Abbiamo la certezza – scrive il capogruppo Eugenio Celestino – che l’Amministrazione non ha nessuna intenzione di stabilizzare i precari in organico.
Tant’è che due tra i lavoratori precari che vivono nelle Frazioni hanno deciso, esasperati da questo comportamento, di chiedere trasferimento ad altro Ente. In effetti il comportamento dei nostri amministratori –scrive Celestino- che sono stati richiamati tre volte, da parte della Regione Calabria, per completare la documentazione fa pensare che: o non sono capaci di fare una raccomandata o non vogliono farla.
Ancora una volta la Regione Calabria ha bocciato il Comune di Longobucco – attacca l’opposizio – ne – dopo essere rimasti fuori dai finanziamenti per i Centri Storici, restiamo fuori anche dagli stanziamenti regionali per la stabilizzazione dei precari e questa volta si tratta del drammatico problema del Lavoro.
La Regione proprio in questi giorni ha concesso a decine di comuni calabresi migliaia di euro per la stabilizzazione del personale Lsu/Lpu. Il comune ha ottenuto zero Euro.
La richiesta di Longobucco è l’unica in tutta la Calabria a risultare respinta per ben tre volte. Queste sono le capacità dei nostri amministratori – termina il manifesto – queste le capacità dei loro segretari, particolari e non.
Sul lavoro non sono ammesse negligenze, approssimazioni o peggio ancora manovre occulte!».
Circa i danni provocati dal nubifragio lo stesso gruppo ha presentato un’ interrogazione finalizzata a capire “se vi sono, oltre a cause dovute ad eventi naturali, sponsabilità dovute all’incuria dei luoghi e/o ad eventuali altri abusi.

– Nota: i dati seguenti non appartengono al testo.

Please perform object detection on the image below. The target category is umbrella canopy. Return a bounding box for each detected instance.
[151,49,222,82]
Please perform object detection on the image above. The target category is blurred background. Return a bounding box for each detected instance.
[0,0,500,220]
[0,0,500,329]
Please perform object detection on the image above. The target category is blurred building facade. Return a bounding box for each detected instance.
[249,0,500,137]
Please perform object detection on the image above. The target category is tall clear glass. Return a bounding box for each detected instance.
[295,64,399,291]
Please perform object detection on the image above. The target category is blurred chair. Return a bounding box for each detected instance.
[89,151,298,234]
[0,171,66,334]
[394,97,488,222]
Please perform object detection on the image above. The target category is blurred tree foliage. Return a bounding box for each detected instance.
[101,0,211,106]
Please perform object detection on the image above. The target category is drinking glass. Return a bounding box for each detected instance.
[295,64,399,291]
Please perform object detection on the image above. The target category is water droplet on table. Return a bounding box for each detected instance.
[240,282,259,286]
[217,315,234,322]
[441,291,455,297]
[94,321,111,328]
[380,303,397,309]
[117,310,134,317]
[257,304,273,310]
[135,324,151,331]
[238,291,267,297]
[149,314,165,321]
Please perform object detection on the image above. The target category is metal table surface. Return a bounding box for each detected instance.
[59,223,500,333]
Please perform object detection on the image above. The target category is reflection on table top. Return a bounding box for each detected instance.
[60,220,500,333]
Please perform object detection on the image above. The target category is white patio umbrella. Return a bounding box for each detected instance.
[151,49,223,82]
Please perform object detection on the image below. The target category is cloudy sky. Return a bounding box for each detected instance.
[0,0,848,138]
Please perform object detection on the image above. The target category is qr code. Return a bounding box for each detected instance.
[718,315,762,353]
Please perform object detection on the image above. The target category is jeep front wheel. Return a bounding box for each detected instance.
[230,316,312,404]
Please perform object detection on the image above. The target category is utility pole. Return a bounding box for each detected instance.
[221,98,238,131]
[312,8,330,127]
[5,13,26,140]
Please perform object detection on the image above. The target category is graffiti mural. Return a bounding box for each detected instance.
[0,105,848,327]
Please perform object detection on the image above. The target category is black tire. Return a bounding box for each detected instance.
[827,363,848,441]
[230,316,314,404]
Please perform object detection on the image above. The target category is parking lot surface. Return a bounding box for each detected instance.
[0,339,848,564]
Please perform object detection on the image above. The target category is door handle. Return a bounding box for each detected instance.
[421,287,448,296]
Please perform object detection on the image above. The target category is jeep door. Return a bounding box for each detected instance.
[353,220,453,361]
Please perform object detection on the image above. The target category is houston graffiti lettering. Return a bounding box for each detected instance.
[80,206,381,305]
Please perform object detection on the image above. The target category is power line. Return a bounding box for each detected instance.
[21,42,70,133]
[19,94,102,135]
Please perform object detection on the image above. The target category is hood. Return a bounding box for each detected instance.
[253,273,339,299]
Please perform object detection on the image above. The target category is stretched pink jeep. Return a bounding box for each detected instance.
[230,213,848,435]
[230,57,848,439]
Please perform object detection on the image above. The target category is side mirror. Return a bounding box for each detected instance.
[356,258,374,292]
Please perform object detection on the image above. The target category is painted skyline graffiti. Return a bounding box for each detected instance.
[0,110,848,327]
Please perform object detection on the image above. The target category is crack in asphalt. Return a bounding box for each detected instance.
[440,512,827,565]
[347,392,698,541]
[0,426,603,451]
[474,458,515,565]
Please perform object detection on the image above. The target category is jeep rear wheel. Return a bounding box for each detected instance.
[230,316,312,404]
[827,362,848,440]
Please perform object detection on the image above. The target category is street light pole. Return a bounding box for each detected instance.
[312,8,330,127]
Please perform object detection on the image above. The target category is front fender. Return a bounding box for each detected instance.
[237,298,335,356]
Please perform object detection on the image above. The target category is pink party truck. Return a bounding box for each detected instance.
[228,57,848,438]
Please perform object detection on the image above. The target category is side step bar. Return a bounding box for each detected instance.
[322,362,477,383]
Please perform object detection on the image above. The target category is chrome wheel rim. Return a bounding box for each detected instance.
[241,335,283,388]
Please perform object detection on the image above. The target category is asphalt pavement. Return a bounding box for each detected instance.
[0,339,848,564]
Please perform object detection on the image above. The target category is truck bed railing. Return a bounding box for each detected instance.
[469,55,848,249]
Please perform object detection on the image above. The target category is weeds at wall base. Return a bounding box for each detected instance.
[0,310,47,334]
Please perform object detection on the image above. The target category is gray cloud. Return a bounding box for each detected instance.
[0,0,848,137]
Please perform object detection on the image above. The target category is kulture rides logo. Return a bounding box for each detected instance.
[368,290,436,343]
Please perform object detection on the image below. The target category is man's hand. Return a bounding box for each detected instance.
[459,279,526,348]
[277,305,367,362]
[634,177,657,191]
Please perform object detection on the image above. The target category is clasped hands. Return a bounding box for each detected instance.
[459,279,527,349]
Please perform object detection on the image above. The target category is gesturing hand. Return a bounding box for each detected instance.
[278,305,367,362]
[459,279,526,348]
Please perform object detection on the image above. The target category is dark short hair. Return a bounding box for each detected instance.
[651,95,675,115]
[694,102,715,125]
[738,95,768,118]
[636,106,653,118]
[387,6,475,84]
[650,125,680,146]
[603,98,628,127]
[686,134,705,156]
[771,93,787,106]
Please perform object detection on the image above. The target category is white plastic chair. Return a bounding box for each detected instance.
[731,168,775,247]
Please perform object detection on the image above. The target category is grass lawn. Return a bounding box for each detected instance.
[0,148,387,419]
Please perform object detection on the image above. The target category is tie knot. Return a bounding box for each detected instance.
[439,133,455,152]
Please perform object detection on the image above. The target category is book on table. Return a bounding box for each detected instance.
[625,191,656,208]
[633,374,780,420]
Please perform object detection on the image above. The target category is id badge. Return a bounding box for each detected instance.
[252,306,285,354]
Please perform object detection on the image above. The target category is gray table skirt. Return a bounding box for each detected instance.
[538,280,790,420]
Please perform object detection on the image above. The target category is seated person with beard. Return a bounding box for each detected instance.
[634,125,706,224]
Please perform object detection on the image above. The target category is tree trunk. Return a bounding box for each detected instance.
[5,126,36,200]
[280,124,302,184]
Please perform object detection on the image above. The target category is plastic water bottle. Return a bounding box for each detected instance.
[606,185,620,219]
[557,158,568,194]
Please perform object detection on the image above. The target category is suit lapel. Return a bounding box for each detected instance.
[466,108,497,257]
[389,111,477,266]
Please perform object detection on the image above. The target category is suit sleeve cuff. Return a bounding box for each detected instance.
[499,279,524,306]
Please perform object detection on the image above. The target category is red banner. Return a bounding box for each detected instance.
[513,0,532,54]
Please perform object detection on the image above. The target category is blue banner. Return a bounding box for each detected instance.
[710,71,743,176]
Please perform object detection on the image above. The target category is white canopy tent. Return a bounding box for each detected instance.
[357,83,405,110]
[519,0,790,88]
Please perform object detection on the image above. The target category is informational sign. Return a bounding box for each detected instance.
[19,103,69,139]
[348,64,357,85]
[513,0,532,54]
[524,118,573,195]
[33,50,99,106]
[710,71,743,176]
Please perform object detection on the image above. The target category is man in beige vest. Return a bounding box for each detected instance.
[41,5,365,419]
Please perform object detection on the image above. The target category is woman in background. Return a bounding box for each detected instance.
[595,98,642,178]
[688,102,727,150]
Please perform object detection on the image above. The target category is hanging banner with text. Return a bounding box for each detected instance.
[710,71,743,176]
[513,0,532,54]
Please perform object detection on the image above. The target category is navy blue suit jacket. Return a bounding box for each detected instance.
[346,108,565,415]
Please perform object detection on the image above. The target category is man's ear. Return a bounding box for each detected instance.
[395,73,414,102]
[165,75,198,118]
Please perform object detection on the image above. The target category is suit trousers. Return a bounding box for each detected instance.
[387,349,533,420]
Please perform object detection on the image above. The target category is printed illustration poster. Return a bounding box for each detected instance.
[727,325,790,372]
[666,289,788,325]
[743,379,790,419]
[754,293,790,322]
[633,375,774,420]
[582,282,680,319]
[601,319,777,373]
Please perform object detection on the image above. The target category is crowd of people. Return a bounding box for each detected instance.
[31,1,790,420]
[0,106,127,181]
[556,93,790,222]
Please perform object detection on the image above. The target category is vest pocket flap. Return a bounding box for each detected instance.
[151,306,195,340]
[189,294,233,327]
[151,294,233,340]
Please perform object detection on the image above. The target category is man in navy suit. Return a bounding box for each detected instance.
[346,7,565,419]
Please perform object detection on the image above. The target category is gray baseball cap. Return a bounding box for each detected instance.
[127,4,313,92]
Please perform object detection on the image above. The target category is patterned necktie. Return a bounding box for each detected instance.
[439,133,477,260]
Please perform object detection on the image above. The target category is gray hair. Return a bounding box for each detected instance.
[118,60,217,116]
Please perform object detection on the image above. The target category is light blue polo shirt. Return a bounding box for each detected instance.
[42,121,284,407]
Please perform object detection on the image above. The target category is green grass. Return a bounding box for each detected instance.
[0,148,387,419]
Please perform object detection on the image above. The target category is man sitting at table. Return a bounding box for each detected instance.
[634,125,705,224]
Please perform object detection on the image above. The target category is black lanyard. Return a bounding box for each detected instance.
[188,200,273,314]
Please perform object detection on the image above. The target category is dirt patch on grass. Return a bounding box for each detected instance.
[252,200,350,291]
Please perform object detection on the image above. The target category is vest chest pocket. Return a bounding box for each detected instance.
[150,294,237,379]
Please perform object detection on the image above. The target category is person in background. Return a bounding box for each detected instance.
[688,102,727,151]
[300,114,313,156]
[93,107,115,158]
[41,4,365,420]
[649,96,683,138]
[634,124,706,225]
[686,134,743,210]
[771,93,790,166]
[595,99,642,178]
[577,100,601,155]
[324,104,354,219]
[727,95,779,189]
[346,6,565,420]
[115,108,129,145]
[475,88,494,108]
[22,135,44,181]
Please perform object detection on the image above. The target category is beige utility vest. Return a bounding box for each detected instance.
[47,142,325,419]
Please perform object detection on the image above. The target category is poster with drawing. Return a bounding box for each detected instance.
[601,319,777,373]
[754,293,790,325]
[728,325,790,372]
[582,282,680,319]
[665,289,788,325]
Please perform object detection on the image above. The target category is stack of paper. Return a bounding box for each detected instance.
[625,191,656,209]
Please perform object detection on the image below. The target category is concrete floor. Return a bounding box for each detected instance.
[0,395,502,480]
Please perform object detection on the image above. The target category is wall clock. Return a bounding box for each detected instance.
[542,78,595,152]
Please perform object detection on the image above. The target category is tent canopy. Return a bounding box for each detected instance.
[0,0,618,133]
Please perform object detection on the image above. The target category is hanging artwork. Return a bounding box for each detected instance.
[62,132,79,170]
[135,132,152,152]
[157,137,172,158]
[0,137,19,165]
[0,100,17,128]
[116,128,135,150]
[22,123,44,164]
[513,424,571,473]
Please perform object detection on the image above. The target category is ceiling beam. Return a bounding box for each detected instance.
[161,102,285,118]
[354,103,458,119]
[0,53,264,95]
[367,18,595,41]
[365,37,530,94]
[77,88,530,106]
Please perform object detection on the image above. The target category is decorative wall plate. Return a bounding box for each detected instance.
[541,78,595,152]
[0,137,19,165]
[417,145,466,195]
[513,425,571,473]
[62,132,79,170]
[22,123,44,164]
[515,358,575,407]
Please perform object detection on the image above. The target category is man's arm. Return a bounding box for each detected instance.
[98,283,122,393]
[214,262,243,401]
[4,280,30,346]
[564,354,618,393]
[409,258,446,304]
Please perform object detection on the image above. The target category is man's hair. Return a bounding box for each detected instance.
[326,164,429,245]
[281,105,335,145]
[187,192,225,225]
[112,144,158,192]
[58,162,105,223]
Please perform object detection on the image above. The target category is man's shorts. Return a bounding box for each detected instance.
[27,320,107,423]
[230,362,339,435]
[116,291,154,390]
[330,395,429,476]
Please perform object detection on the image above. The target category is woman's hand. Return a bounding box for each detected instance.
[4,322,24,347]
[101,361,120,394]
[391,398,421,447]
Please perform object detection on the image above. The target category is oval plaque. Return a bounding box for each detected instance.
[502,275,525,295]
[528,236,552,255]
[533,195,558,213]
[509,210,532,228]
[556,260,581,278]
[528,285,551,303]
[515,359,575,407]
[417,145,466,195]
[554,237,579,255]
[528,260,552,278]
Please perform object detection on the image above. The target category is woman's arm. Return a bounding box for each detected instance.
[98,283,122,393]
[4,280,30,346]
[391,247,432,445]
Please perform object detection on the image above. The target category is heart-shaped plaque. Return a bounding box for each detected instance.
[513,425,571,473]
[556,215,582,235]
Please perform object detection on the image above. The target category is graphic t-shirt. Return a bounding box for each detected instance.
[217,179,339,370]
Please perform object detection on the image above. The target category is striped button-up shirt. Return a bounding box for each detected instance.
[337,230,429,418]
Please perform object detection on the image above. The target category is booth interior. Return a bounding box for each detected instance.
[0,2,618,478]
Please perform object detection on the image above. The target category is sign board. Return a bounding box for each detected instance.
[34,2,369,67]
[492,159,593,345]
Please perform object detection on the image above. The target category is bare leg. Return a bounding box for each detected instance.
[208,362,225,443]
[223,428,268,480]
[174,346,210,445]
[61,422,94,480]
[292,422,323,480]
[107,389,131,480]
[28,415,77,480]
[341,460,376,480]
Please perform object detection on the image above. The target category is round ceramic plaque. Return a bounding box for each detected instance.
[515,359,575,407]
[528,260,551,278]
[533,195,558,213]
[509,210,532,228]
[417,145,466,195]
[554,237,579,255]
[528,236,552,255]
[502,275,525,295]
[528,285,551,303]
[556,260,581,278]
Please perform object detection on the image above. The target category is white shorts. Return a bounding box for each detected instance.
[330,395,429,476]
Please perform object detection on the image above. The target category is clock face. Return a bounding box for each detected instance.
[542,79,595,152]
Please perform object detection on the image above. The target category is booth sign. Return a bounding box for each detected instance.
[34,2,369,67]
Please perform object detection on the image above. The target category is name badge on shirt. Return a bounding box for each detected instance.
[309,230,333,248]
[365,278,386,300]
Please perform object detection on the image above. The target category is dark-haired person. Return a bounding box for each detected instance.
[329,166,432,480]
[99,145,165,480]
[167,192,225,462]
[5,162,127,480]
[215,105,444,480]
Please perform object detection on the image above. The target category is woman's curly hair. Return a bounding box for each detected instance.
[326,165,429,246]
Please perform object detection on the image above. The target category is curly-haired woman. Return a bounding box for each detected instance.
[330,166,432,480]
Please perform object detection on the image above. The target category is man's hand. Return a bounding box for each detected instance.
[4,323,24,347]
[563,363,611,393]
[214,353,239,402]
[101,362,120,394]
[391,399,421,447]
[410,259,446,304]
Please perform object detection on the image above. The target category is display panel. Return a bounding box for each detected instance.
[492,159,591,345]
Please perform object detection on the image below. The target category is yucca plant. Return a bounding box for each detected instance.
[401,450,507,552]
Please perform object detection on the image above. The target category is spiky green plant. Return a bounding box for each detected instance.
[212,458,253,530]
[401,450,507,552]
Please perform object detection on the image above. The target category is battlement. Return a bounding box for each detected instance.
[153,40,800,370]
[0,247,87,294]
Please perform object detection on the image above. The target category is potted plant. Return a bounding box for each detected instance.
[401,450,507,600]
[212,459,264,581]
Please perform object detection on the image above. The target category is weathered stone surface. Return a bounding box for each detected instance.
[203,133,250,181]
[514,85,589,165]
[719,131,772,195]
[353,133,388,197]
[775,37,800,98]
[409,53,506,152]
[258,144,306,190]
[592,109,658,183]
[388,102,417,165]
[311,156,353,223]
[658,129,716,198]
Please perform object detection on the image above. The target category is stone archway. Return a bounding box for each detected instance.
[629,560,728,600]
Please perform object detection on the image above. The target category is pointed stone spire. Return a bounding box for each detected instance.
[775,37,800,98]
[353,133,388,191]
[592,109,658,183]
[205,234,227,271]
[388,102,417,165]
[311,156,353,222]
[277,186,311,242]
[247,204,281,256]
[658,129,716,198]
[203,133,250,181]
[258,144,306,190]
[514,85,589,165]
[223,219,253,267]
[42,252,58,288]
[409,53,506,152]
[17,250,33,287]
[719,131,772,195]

Premesso che a seguito del violento nubifragio si sono verificati diversi danni a strutture, terreni e strade – è scritto nell’interrogazione – che nella località in oggetto a causa della frana che ha ostruito uno dei valloni, si è verificato la rottura del muretto che delimita la carreggiata stradale ed il conseguente riversamento sulla stessa di una grossa quantità di terra, fango e detriti vari con grave pericolo per l’incolumità dei passanti e dei cittadini che in quei luoghi hanno proprietà; si chiede se recentemente, a monte della frana in oggetto e più precisamente sul vallone in questione, siano stati realizzati lavori emanufatti in terra battuta, pietre o altro; se in caso di risposta positiva si prega di voler rendere noto la tipologia e l’entità dei lavori eseguiti, il tecnico progettista e la ditta appaltatrice; di specificare se il sindaco era a conoscenza della realizzazione dei suddetti lavori».